Quienes no leen o leen poco, han acabado por desarrollar una idea quimérica e idealizada de los escritores y de la literatura. Es lo que ocurre con las actividades prestigiadas por la tradición, pero que están en desuso. No se trata de que los escritores sean todos malas personas, seres mezquinos capaces de cualquier bajeza. Entre los escritores, como entre las demás profesiones, hay de todo. Lo que deberíamos tener presente es que si un escritor es, además, una buena persona, no lo es por dedicarse a escribir, sino a pesar de hacerlo.

Primero, un escritor escribe completamente solo. Se pasa miles de horas encerrado en sí mismo, sacando de sus propias frustraciones, carencias, desbarajustes y desengaños la materia prima que alimenta lo que escribe. Si una persona tiene una vida interesante, llena de avatares, difícilmente tendrá tiempo para aprender a escribir bien. Así que los mejores escritores serán las personas más aburridas, las que llenan sus horas inventando un mundo paralelo al real porque de alguna manera están incapacitadas para vivir plenamente la realidad. O vives o escribes. Tratar de hacer las dos cosas puede acabar implicando –hay excepciones, como en todo– no hacer ninguna de las dos cosas del todo bien.
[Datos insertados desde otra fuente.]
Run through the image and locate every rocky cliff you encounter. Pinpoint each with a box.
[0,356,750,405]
En una segunda fase, el escritor, que ha tenido que aislarse del mundo para crear un lenguaje propio, una vez que tiene su obra acabada en las manos se ve obligado, de repente, a convertirse en un animal social que persigue editores y subvenciones, que presenta su libro en actos públicos en los que se le exige que sea ocurrente y entretenido, que es entrevistado por radios, diarios y, si tiene suerte, incluso por alguna televisión. Es en esta segunda fase cuando el escritor se convierte en un vendedor de sí mismo, pues lo que vende, su libro, no es más que una cosecha recolectada directamente en su personalidad y en su sentimentalidad, en ese territorio que los románticos hubiesen llamado su alma. Si tiene suerte, vende, es reseñado en los suplementos de cultura y se siente más o menos reconocido, es fácil que se vuelva un vanidoso. Si fracasa, no es imposible que acabe siendo un resentido. El escritor no está inmunizado ante las taras generales del ser humano. En cualquier caso, de esa "alma" retocada por la soberbia o la frustración surgirán sus libros futuros. No tiene sentido idealizar el oficio de la escritura. El escritor no es un modelo moral: sus libros no nos hacen mejores ni peores. El escritor, en el mejor de los casos, es un espejo que refleja nuestra grandeza y nuestras miserias.